Mohamed Goni, an organizer with Greater Minnesota Worker Center, said workers have complained the company is not sharing information about sick colleagues, has not implemented social distancing on the line, and that workers who were sick returned after just two or three days, and some workers who developed symptoms were not allowed to leave when they asked to go home.

“The company refused, saying there would be a shortage of workers,” Goni said, adding that 80% to 85% of the plant’s workers are Somali.

“They have other family members living with them — elderly, children, people with underlying conditions. So if one of them brings that to their homes, it’s going to be more worse and a more serious problem,” Goni said.

Medical workers administer drive-up tests.
Medical workers administer drive-up COVID-19 tests outside the Sanford Worthington Clinic in Worthington, Minn., on April 18. The state has sent a team to ensure safe conditions in the southwestern Minnesota city, where multiple people have tested positive at a meatpacking plant.
Aaron Lavinsky | Star Tribune via AP file

Cameron Bruett, head of corporate affairs for JBS USA and Pilgrim’s, said in an email that employees are never forced to work or punished for an absence due to health reasons.

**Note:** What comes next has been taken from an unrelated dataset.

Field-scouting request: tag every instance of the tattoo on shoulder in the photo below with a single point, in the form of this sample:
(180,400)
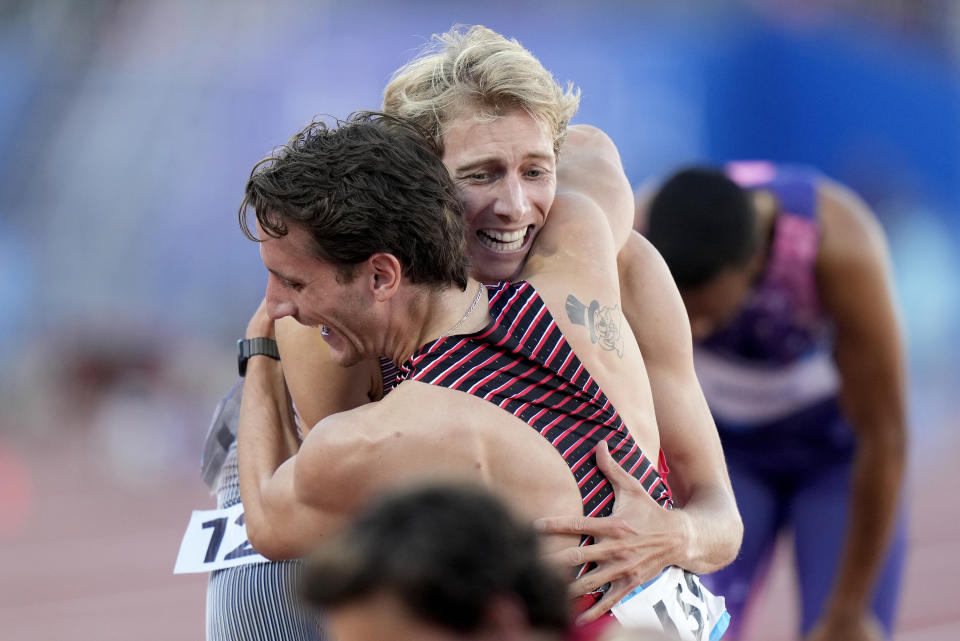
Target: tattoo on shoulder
(602,322)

"We will endeavor to keep our facilities open to help feed the nation, but we will not operate a facility if we do not believe it is safe. The health and safety of our team members remains our number one priority,” Bruett said.

In South Dakota, Gov. Kristi Noem has said she hopes to see a reopening plan for Smithfield this week, but sidestepped questions Tuesday about whether she agreed with Trump’s order, which might have prevented the Sioux Falls plant from shutting down if it had been in place earlier.

“We need to keep [plants] running, but we also need to protect people,” Noem said.